Questa condizione è anche legata all’ insignificanza sociale giovanile: se i giovani non vengono convocati, interpellati, ascoltati, si assopiscono. Questo è il motivo per cui vivono di notte, perché di giorno sono vissuti come un problema e non come una risorsa.

Svalutazione dei valori

I valori sono coefficenti sociali che una società adotta perché li ritiene più idonei a ridurre la conflittualità, se questi vengono svalutati il sistema entra in crisi e provoca delle reazioni che possono non essere gestite.

Essere nel mondo

Oggi la realtà è diversa rispetto al passato, gli anziani, gli adulti non sanno dare consigli ai giovani. Perché? Innanzitutto per effetto dell’avvento dell’informatica. Oggi i ragazzi non sono più nel mondo, sono nel mondo virtuale. Il mondo è diventato la conversazione informatica. Non hanno un modello d’insegnamento che gli spighi come essere all’interno del mondo perché sono loro stessi a comporre il nuovo mondo che si sta creando sempre più velocemente.

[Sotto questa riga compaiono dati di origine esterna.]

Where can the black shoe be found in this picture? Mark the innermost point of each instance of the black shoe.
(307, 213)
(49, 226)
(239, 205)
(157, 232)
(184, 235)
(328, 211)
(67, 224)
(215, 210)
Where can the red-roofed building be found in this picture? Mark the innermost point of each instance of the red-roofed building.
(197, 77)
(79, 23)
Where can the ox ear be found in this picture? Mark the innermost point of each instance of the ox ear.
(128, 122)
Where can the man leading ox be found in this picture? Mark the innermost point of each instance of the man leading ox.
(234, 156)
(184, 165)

Bisogna quindi ascoltarli nelle occasioni in cui si aprono: quando sono bambini. I bisogni di un bambino non sono solo le necessità fisiologiche. Generalmente le madri si occupano dei problemi fisici dei bambini mentre i padri difficilmente parlano. Queste fragilità si associano a quelle della scuola, proprio negli anni più formativi per i bambini. Nei primi sei anni di vita, infatti, le persone costruiscono definitivamente le proprie mappe cognitive, il loro modo di conoscere emotivamente la realtà, il modo di percepire, e stabilire una risonanza emotiva in ordine agli eventi del mondo e ai propri gesti. E queste strutture prendono forma nel primi sei anni di vita secondo Freud, secondo le neuro scienze nel primi tre anni di vita.

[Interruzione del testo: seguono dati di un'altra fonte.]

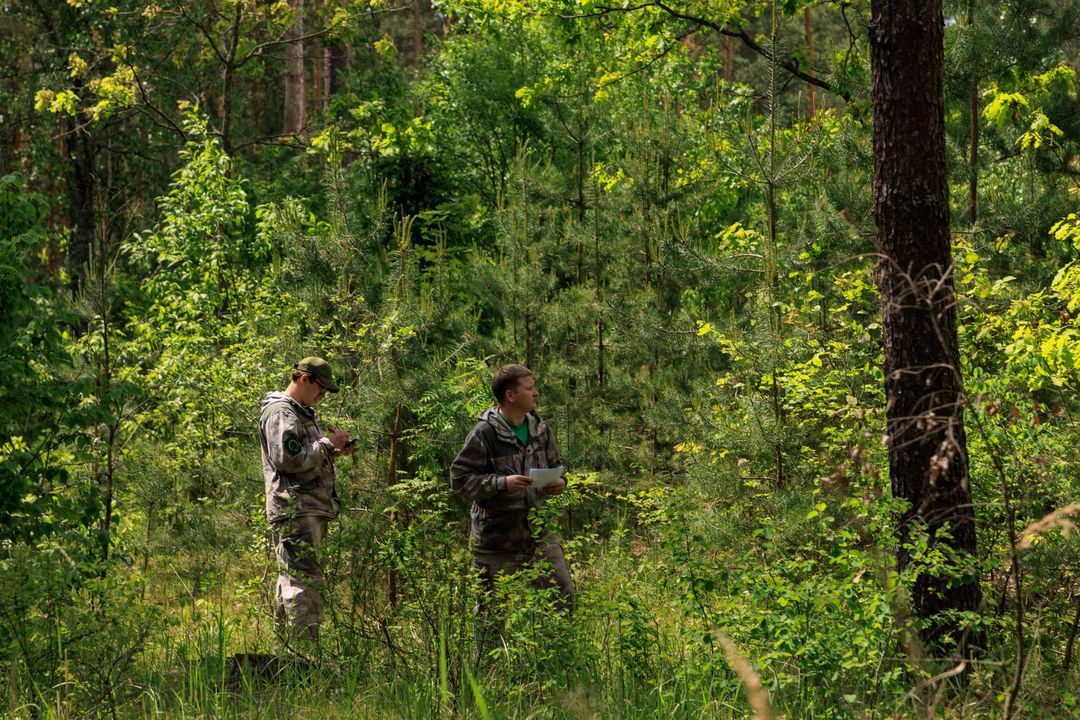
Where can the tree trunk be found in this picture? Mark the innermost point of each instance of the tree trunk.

Quindi come passano i primi tre anni di vita i bambini oggi?

Cartoni animati, baby sitter, televisione, smartphone. Ma ogni tanto, come spiega Galimberti, attraverso i disegni fanno vedere come conoscono il mondo, ed è lì che si impone la necessità di ascolto. Una risposta semplice della quale, però, il funzionamento cognitivo di un bambino ha estremamente bisogno. Non basta un “dopo lo guardo” e un bacio.

La costruzione delle mappe cognitive implica anche la costruzione dell’identità. L’identità è un dono sociale, non qualcosa con cui siamo nati. Si tratta del prodotto del riconoscimento da parte degli altri: sono loro che ci rendono riconoscibili nella società. Se ad un bambino viene detto di non essere bravo, questo costruirà la propria identità in maniera negativa. Costruire l’identità di un bambino non è quindi un processo semplice, e non si può creare solo in maniera passiva, guardando un disegno o ascoltando una storia. Le identità si creano anche con le risposte da parte dei genitori, degli insegnanti, in generale, con le risposte altrui.

“Ah quando sei grande capirai”

Gli esseri umani, e i giovani e i bambini, in particolare sono alla ricerca del principio di causalità. Se una persona riesce a costruire dei nessi tra un evento e un altro, non i spaventa di fronte alla quotidianità: si è stabilito un nesso di causalità, per cui di fronte alla causa ci si aspetta l’effetto e questo riduce il tasso di angoscia. La ricerca dei nessi causali è fondamentale per avere dei codici del mondo ma se alla domanda “Perché?” si risponde “Ah, quando sei grande capirai”, questo non può avvenire.

Galimberti ammonisce quindi, su come sia inutile stupirsi quando dai 12 ai 13 anni non si riesce più a comunicare, dopo che si è adottato questo approccio. I danni affettivi della prima infanzia sono alla base anche delle manifestazioni schizofreniche e delle psicosi nell’età adolescenziale.

Entrando nell’adolescenza inizia l’età della crisi, corrispondente con il massimo di pulsioni erotiche, sessuali, e il minimo controllo razionale. I lobi frontali, quelli della razionalità arrivano a maturazione a vent’anni. Se prima non si è riusciti a costruire un dialogo concreto e sistemico, il recupero è difficile e a volte può risultare impossibile.

Per finire, la creazione di essere umani in relazione alle circostanze è un percorso difficile e complesso, che non dovrebbe mai essere sottovalutati.

Tratto da: l’ospite inquietante, di Umberto Galimberti.